Although the Ford Motor Company again established an in-house Motion Picture Department in 1952, it never achieved the internal or external audience impact that it had possessed when Henry Ford was the executive producer.
On November 28, 1962, the Ford Motor Company transferred all rights to their surviving 1.5 million feet of motion pictures to the National Archives, which cataloged the films as the “Ford Motor Company Collection, ca. 1903–ca. 1954.”
As an interesting side note, the year 1903 was chosen because the oldest title in the collection is The Great Train Robbery, which was distributed in December of that year by Edison Manufacturing Company. Thomas Edison, a close personal friend of Henry Ford, apparently gave copies of some of his early films to the Ford family at some point before his death in 1931.

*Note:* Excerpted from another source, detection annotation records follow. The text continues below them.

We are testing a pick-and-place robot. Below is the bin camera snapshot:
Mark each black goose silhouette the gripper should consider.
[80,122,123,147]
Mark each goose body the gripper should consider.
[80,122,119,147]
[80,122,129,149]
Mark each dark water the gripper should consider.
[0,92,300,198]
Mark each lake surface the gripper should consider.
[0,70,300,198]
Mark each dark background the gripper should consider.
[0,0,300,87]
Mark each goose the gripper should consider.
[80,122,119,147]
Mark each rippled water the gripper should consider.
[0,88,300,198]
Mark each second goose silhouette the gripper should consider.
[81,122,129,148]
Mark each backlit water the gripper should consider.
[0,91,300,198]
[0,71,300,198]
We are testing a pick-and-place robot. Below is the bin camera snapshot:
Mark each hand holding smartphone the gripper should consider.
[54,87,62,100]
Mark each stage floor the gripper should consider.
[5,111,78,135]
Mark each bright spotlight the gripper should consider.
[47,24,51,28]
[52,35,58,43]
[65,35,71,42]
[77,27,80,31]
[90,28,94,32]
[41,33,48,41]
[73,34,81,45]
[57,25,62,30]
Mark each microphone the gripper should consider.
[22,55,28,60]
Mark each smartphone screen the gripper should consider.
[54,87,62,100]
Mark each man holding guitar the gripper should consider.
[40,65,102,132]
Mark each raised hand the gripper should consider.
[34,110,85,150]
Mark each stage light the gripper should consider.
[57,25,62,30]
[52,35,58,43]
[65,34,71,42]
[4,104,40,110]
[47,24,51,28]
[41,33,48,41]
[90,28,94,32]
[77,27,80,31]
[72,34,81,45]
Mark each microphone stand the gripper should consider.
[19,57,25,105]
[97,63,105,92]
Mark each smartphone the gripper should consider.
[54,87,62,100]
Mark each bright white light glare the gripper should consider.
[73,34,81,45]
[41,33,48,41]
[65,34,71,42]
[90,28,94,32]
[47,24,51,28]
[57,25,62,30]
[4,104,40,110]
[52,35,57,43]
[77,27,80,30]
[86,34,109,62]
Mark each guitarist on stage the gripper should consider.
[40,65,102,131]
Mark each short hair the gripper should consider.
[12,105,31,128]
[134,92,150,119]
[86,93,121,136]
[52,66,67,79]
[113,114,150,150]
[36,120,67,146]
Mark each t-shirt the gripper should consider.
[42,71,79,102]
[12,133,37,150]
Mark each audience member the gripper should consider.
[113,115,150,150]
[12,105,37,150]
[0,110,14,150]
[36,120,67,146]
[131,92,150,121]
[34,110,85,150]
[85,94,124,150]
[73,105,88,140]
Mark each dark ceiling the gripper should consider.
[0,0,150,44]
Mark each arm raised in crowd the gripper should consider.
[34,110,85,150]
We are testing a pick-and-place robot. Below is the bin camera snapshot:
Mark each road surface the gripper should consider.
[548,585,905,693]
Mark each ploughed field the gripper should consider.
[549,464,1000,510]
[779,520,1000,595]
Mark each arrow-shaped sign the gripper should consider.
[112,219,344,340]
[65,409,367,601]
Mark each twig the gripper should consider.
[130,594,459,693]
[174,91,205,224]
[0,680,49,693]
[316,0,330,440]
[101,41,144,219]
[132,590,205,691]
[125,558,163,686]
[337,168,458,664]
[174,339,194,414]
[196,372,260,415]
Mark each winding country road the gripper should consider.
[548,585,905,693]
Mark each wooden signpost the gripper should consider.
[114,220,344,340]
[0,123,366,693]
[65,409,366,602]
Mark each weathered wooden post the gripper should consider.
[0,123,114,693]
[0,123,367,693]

Over the years, these titles found their way into the Photographic Department’s film vault and were then subsequently transferred to the National Archives along with all the other motion pictures.
The series title of the collection is aptly named “Motion Picture Films Relating to the Ford Motor Company, the Henry Ford Family, Noted Personalities, Industry, and Numerous Americana and Other Subjects, ca. 1903–ca. 1954.”
While these films are now owned by the American people and are copyright- and royalty-free, there are a few films in the collection that were produced by Ford contractors that may still have copyright or other use restrictions. The Motion Picture, Sound, and Video research room staff will be glad to address any questions regarding this matter.
According to the Online Public Access (OPA) catalog at Archives.gov, there are a total of 2,425 film titles on approximately 3,215 film reels in the collection. While none of the films listed in OPA contain scene or story descriptions at this point, more than 500 of them have been digitized for your viewing pleasure.
Because of the broad scope of their subject matter and the era in which they were filmed, the motion pictures contained in the Ford Motor Company Collection provide a unique look at America’s past. The moving images are truly Americana in motion, produced by the original movie mogul—Henry Ford.
Phillip W. Stewart is an award-winning author and recipient of the J. Franklin Jameson Archival Advocacy Award given by the Society of American Archivists for his work promoting motion picture film preservation and research at the National Archives. He is the author of 10 NARA-related film books and has contributed two previous articles to Prologue. His latest book, Battlefilm II: More Motion Pictures of the First World War Held in the U.S. National Archives, was published in July 2014.